When we first visited Fredericton back in 2008 our friends, who had recently moved to Canada themselves, took us to meet the Warrington family. ‘You have to meet them,’ they said. So they took us on a drive out into the New Brunswick countryside to Harvey, to their farm. The kids thought it was great as at that time they lived in a house with a swimming pool room, and their kids are roughly the same ages as ours. They moved out to Canada from the UK a few years before us to start a business making preserves which they mainly sell at Fredericton Boyce Farmers’ Market. Soon it was more than that as they moved into baking as well, selling yummy pies and cakes. Shortly after we moved here they moved to a bigger farm with much more land and potential.

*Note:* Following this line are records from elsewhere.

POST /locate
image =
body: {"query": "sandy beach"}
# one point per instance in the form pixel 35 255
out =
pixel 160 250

On those first visits, Sue encouraged us to take the plunge and move here. At the time I was thinking of doing the market myself, thinking that I might be able to make some money through baking. That didn’t happen quite as I’d hoped, but Sue is always an encouragement. Whether I drop by her stall or on the odd occasion we make it out to the farm I come away feeling better than when I arrived.

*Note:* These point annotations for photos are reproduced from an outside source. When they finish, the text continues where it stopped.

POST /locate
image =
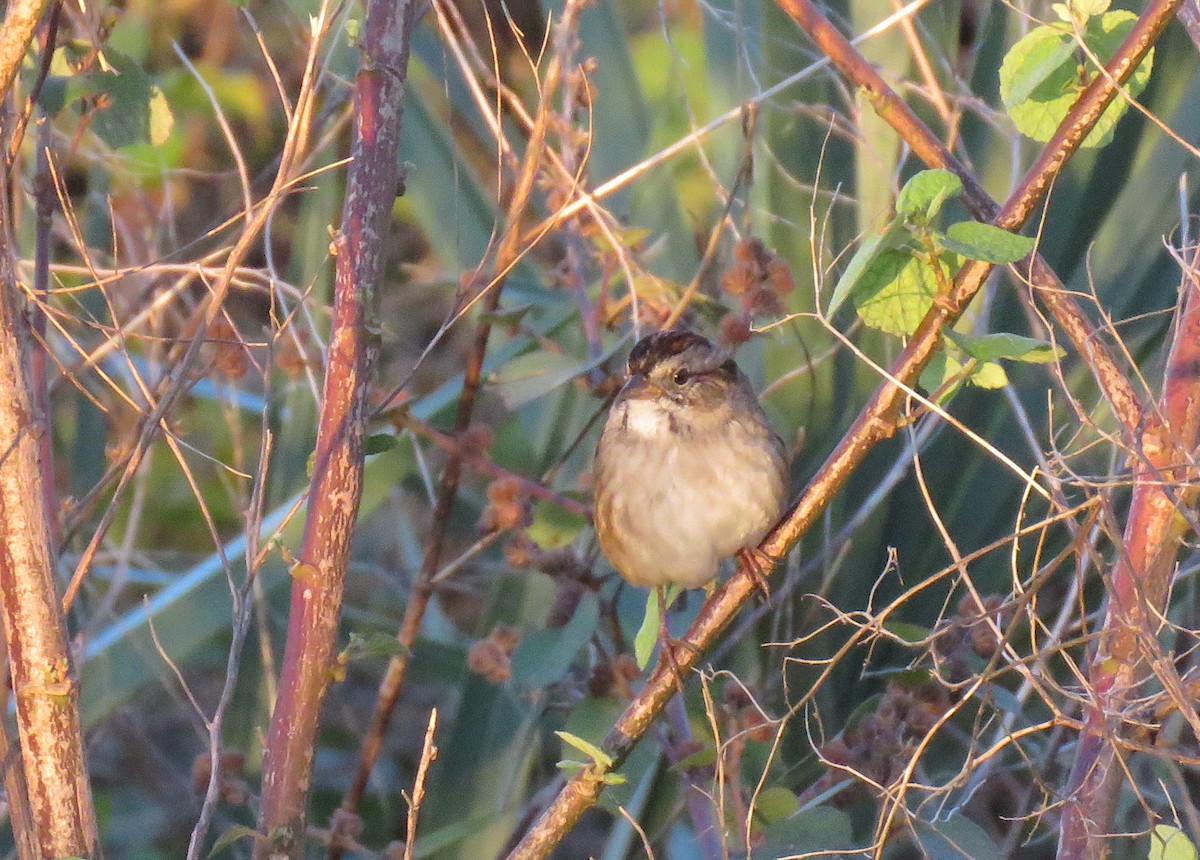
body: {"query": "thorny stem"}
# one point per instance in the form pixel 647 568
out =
pixel 877 421
pixel 510 248
pixel 335 491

Every Saturday they’re at the market here and they also have a stall at St Andrews Farmers’ market during the week as well for five months of the year. It’s hard work week in and week out, but it really is a family business, they’re all in it together. Now everywhere you look in the market there’s a Warrington because their kids have got Saturday jobs with other sellers too.

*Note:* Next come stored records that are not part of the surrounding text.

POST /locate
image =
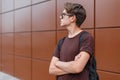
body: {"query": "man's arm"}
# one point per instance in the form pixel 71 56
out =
pixel 75 66
pixel 53 69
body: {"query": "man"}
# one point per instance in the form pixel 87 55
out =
pixel 69 62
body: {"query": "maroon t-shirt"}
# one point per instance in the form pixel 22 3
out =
pixel 70 48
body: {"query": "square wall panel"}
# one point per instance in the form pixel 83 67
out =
pixel 107 13
pixel 107 49
pixel 23 68
pixel 8 63
pixel 108 75
pixel 40 70
pixel 39 1
pixel 8 22
pixel 43 44
pixel 87 4
pixel 23 44
pixel 7 5
pixel 22 3
pixel 91 31
pixel 8 43
pixel 23 20
pixel 43 16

When Sue said they were going to be interviewed for the programme I was happy for them. Of course anyone who knows me will know that I can’t resist being curious where TV cameras are concerned. A British TV crew in Fredericton! Well, I have to be there just to watch…
I messaged Sue the night before and asked what time the filming would take place. She replied by asking me if I’d like to come and help for a few hours as her husband Keith didn’t really want to. I understand this. When I did a life swap for This Morning on ITV, Tim didn’t really want much to do with it. He kept away from the cameras as much as possible (pretty hard when they’re in the house). It’s my dream, his nightmare, as I’ve said before.
On Saturdays if I’m working at the library in the afternoon, I’m usually killing time doing chores or running errands before I have to go late morning, so it made a change to be behind The Warrington Farm stall. It was fun to be there waiting with Sue for the cameras and then the chefs to arrive. They would be visiting a few of the market sellers so we watched them getting nearer. Sue and the twins, Danny and Jasmine helped me to learn the ropes before they went to work. I served customers as best I could while Sue was spoken to by the producers, the cameras came to take some shots of the food, and then later when the chefs came to taste test a couple of her bakes. They loved the raspberry pie – it is delicious – and told her that she could ‘teach Paul Hollywood a thing or two’ about pastry. Fun to be the bystander, gaining vicarious enjoyment from the sidelines, and Sue does deserves the praise. We did get a picture together at the end in which I have a stupid grin – seems to be my usual photo-with-anyone-remotely-famous-face.
More than anything though I had a few hours chatting to a great friend. Take away all the cameras and celebrity chefs. We were like two giggly teenagers. I went off to my actual job later feeling a whole lot better than I usually do (I struggle with working weekends).